Selasa, 31 Agustus 2010

Rethinking Ringlng '56: Costumes by Vertes Inject Erotica into Circus; Floats Dead on Arrival


When this photo first grabbed me by the eyeballs, I could finally understand why critics of John Ringling North had been accusing him of staging a "night club circus." The costume was designed by French artist Marcel Vertes, hired by North to color-coat the 1956 show. Not just colorize, but evidently sex it up a lot; you need only study some of the Vertes sketches, which Life Magazine published, to spot erotic shadings in various states of fleshy titillation. The dancer, above, appeared in the hot-off-the-moment pachyderm production shaker, "Ringling Rock N' Roll."


The performance rarely captured the pagan abandon that simmers in the above rendering of a floridly sensual procession. More often, from visuals left behind, '56 costumes lent a rather delicate, lovely, and un-guady air to the spartan festivities, crimped, one can only surmise, by a circus hard-pressed for money to get itself back on the road, up to Madison Square Garden. At their best, the Vertes designs lent a graceful air of impressionistic elegance. A number of the critics were seriously impressed, as we shall see in a future post.




Above, the artist's rendering of a tulip float for the spec. Below, the actual float itself, as executed apparently without even a death row reprieve. That this photo made it onto page 14 of the program magazine, if nothing else tells us how brain dead the Ringling PR department was that sad chaotic season; indeed, North should have fired the magazine editor and all press flacks responsible for allowing this atrociously unflattering visual into print.


This and other barren floats were featured in the spec, "Say It With Cement" (excuse me, I meant to say "Say it With Flowers"). The parade that year was an utter embarrassment, for which, whom to blame? Costume and float executor Max Weldy, himself a former designer who seems sometimes to have derived perverse pleasure in sabotaging the work of rivals? Or simply a glaring lack of funds?
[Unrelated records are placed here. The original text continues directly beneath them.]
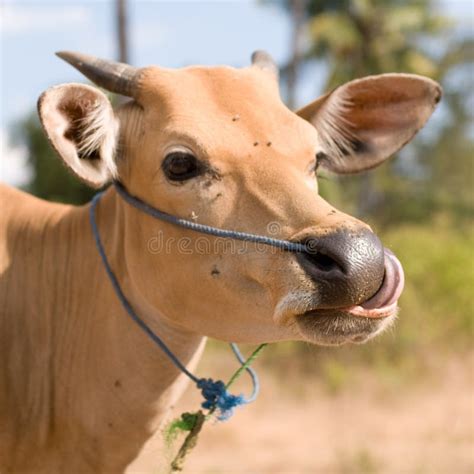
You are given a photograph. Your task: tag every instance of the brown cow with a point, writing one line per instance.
(81, 387)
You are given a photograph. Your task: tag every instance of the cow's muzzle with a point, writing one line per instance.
(353, 271)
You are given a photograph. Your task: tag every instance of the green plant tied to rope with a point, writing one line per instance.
(192, 423)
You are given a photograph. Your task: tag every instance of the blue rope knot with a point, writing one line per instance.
(217, 396)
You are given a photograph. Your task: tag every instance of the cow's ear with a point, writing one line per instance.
(80, 124)
(365, 121)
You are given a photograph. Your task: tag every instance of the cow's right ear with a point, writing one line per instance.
(80, 124)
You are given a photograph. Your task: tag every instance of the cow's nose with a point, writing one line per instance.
(347, 265)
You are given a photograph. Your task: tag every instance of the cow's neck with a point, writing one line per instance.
(138, 376)
(105, 386)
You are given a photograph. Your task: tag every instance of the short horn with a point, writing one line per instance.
(113, 76)
(264, 61)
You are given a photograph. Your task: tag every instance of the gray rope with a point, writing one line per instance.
(206, 229)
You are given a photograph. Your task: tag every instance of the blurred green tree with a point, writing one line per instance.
(355, 38)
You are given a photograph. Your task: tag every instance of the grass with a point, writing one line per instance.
(436, 314)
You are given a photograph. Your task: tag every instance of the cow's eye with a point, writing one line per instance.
(181, 165)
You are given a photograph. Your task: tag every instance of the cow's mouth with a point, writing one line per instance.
(360, 322)
(384, 302)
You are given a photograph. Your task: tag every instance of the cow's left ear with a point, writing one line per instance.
(365, 121)
(81, 126)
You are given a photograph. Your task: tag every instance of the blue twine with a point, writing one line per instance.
(215, 393)
(217, 397)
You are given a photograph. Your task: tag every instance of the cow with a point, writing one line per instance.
(81, 387)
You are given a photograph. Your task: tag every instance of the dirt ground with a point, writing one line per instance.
(297, 426)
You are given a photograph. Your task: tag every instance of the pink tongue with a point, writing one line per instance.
(392, 285)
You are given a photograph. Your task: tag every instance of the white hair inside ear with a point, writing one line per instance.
(82, 127)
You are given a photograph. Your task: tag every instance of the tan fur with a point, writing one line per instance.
(81, 387)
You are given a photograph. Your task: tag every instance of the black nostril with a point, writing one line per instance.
(347, 266)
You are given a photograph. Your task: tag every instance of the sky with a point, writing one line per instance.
(166, 33)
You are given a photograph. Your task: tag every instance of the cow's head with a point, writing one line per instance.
(218, 145)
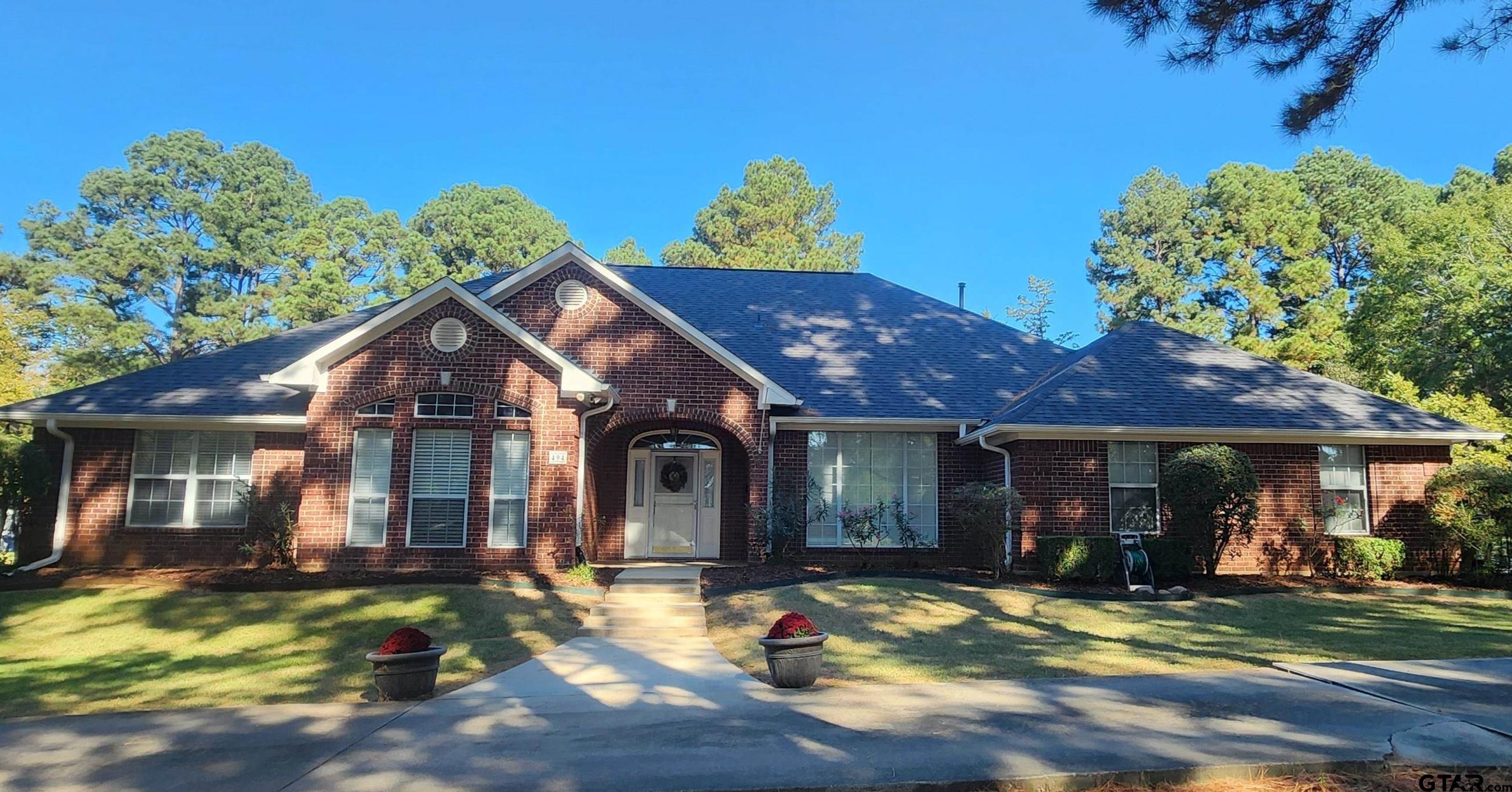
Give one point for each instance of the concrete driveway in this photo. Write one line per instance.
(601, 716)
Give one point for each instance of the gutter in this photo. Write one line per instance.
(64, 486)
(583, 458)
(1008, 481)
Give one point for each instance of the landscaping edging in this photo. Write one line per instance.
(304, 582)
(1109, 596)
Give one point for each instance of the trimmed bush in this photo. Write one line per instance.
(1078, 558)
(1169, 558)
(1213, 496)
(1367, 558)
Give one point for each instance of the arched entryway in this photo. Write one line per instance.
(667, 489)
(672, 501)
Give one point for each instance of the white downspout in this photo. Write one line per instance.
(64, 484)
(583, 455)
(1008, 481)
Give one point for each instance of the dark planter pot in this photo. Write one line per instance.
(401, 678)
(795, 662)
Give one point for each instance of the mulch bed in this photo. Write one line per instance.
(280, 580)
(723, 578)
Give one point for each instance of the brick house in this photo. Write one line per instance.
(577, 410)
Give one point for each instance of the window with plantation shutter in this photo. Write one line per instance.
(511, 481)
(439, 487)
(368, 513)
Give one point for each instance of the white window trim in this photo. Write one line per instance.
(445, 393)
(834, 498)
(1112, 486)
(1363, 490)
(493, 499)
(351, 490)
(191, 489)
(409, 517)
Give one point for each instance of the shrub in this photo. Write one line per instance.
(581, 575)
(1213, 496)
(1367, 558)
(986, 511)
(1169, 558)
(1078, 558)
(793, 624)
(1472, 507)
(785, 524)
(404, 641)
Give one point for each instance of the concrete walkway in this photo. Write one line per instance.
(608, 716)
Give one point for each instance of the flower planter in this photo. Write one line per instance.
(795, 662)
(401, 678)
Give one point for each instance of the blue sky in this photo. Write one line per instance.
(970, 141)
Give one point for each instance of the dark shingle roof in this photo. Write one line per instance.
(853, 344)
(223, 383)
(1149, 375)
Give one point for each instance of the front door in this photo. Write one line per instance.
(675, 504)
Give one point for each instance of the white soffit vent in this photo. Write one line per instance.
(572, 295)
(448, 334)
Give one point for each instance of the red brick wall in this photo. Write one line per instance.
(957, 465)
(1065, 489)
(401, 365)
(99, 536)
(649, 363)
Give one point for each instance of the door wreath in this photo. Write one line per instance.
(673, 477)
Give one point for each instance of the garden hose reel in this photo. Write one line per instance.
(1137, 572)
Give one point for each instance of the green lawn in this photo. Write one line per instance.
(137, 647)
(924, 631)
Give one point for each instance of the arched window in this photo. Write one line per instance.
(675, 440)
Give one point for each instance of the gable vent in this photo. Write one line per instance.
(448, 334)
(572, 295)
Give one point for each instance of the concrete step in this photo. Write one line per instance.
(643, 632)
(650, 599)
(657, 587)
(591, 620)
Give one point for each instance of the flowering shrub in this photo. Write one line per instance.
(404, 641)
(793, 624)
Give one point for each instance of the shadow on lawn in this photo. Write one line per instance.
(944, 632)
(152, 649)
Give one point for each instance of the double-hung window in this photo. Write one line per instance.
(190, 480)
(1342, 477)
(439, 469)
(856, 470)
(368, 513)
(1134, 487)
(511, 481)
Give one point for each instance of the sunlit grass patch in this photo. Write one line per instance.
(142, 647)
(926, 631)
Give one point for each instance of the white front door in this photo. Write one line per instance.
(675, 504)
(672, 505)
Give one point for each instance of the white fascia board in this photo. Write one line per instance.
(271, 424)
(820, 424)
(1219, 434)
(772, 393)
(309, 372)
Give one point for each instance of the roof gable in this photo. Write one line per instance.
(772, 392)
(1149, 377)
(309, 371)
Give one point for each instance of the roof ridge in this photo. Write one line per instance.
(1033, 395)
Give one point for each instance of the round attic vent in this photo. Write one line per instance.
(572, 295)
(448, 334)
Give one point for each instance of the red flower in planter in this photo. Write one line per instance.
(793, 624)
(404, 641)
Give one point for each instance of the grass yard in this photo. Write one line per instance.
(75, 650)
(926, 631)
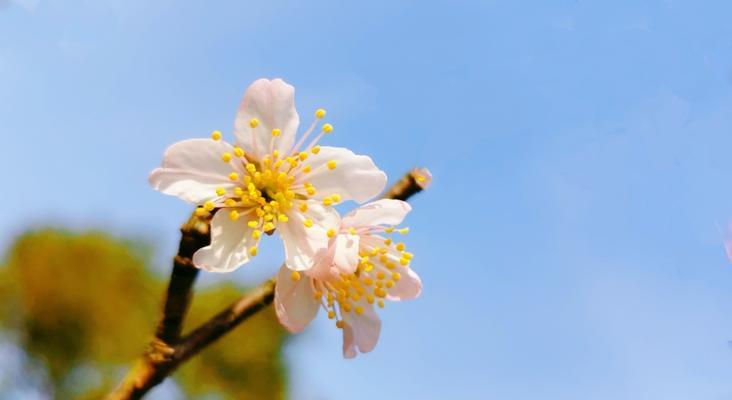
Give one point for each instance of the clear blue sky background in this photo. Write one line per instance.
(570, 246)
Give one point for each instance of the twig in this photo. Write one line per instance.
(167, 352)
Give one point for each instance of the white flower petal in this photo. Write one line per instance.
(294, 301)
(302, 243)
(230, 243)
(193, 169)
(380, 212)
(355, 177)
(407, 288)
(272, 103)
(361, 332)
(345, 255)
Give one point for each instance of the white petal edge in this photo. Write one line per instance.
(272, 103)
(294, 302)
(355, 177)
(361, 332)
(380, 212)
(302, 243)
(193, 169)
(230, 243)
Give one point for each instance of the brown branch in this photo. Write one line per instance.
(167, 352)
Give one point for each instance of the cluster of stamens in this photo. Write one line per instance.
(268, 188)
(381, 265)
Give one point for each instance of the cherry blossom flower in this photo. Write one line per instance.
(266, 181)
(360, 267)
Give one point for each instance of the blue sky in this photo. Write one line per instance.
(570, 246)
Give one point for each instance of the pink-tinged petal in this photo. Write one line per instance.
(302, 243)
(294, 301)
(380, 212)
(423, 176)
(230, 244)
(193, 169)
(361, 332)
(345, 252)
(353, 178)
(272, 103)
(407, 288)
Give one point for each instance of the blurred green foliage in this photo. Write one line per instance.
(84, 306)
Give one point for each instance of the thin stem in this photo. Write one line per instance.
(167, 350)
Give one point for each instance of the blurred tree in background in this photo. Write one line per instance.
(82, 307)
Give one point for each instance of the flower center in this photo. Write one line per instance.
(380, 268)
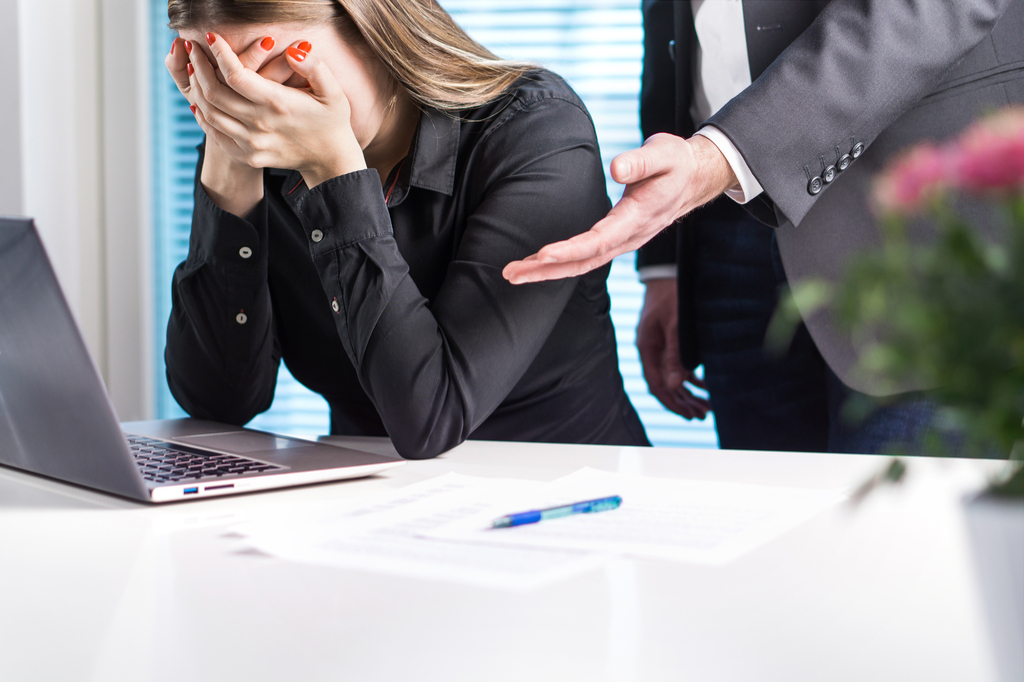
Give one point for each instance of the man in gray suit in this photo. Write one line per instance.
(837, 89)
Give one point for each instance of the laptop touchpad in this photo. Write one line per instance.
(244, 441)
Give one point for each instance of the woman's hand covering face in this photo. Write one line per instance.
(244, 105)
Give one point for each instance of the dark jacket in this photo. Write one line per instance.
(846, 83)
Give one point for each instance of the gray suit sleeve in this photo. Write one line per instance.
(846, 79)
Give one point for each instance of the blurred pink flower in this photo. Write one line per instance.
(912, 179)
(989, 156)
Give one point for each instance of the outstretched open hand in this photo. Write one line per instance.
(665, 179)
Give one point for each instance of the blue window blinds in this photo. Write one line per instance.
(596, 45)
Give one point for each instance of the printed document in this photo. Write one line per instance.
(662, 518)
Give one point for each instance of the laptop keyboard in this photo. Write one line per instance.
(163, 462)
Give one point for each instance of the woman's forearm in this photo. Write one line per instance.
(235, 187)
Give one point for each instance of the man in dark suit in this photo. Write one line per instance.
(838, 88)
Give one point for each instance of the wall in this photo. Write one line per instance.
(74, 140)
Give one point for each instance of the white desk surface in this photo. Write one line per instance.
(97, 588)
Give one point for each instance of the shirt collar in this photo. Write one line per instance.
(434, 150)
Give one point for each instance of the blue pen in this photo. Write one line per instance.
(588, 507)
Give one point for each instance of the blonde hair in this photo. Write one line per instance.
(418, 42)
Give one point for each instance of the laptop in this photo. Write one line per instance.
(57, 420)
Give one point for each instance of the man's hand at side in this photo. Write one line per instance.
(657, 341)
(665, 179)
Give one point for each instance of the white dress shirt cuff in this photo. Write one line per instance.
(749, 185)
(651, 272)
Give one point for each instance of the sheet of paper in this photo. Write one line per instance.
(683, 520)
(386, 535)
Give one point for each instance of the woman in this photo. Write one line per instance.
(368, 171)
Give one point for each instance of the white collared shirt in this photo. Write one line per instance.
(721, 35)
(721, 72)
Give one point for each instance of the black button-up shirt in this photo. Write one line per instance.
(396, 311)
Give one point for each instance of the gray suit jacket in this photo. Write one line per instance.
(857, 78)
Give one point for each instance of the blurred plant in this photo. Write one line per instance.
(948, 314)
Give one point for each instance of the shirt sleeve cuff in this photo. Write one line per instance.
(749, 185)
(651, 272)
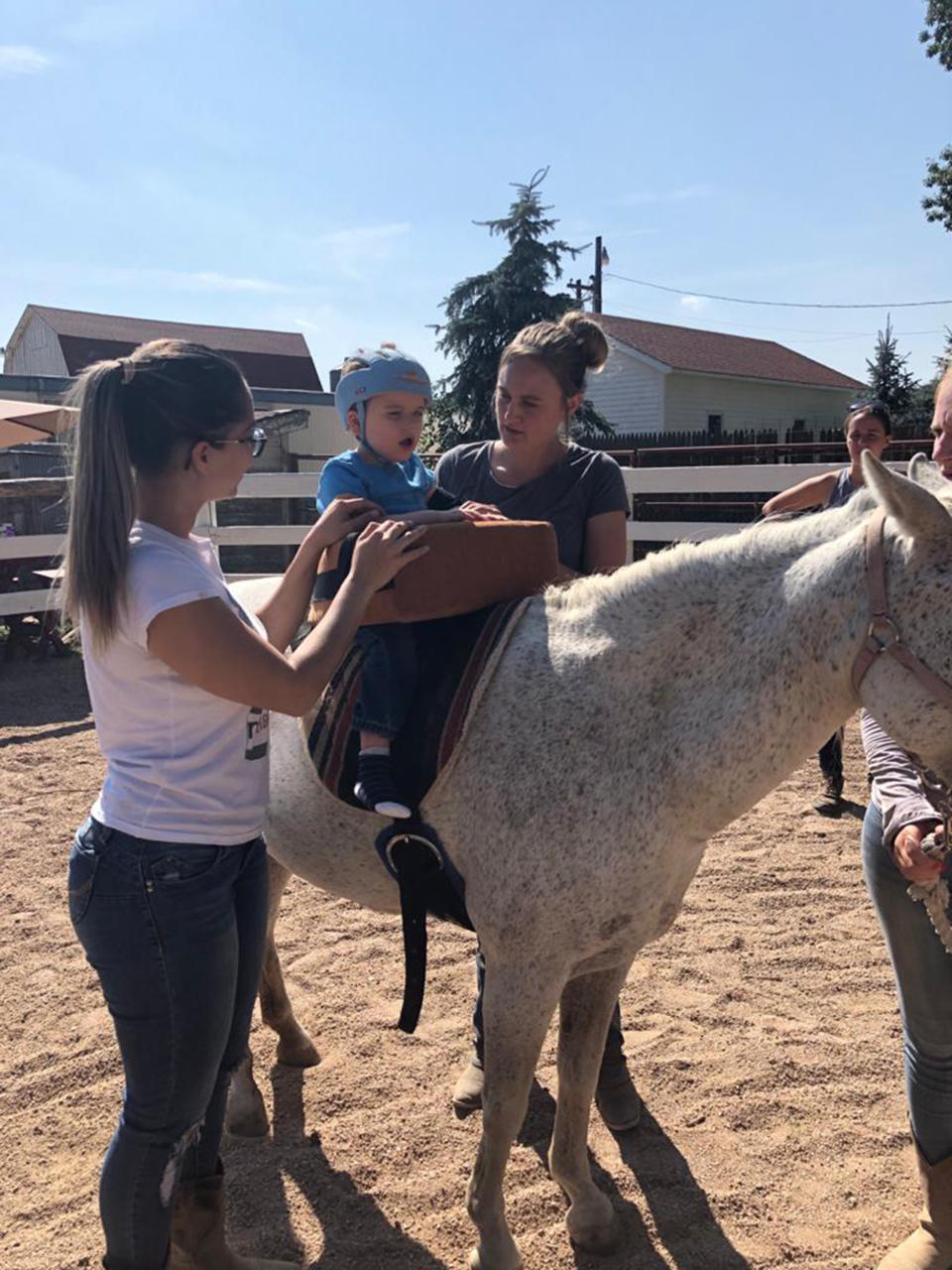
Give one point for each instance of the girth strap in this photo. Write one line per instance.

Some troupers remembered with amusement a J.C. Penny label attached to dresses worn by spec showgirls.


This float strikes me, comparing it to everything I've seen in stills and footage, as remarkably lush and lovely.

Actually, John Ringling North's signing Vertes was a theoretically smart move, for it generated considerable press coverage in New York and helped give the show a fresh new look.


My quintessential moment with North, years later: During the one interview he granted me, I asked him if, looking back over the seasons in general, he had any artistic regrets. "I could not get Salvador Dalí to design the show." The famed surrealist wanted too much money.

That Life magazine chose to feature the painterly design sketches of Vertes rather than photographs of the actual costumes they inspired may tell us as much as we need to know.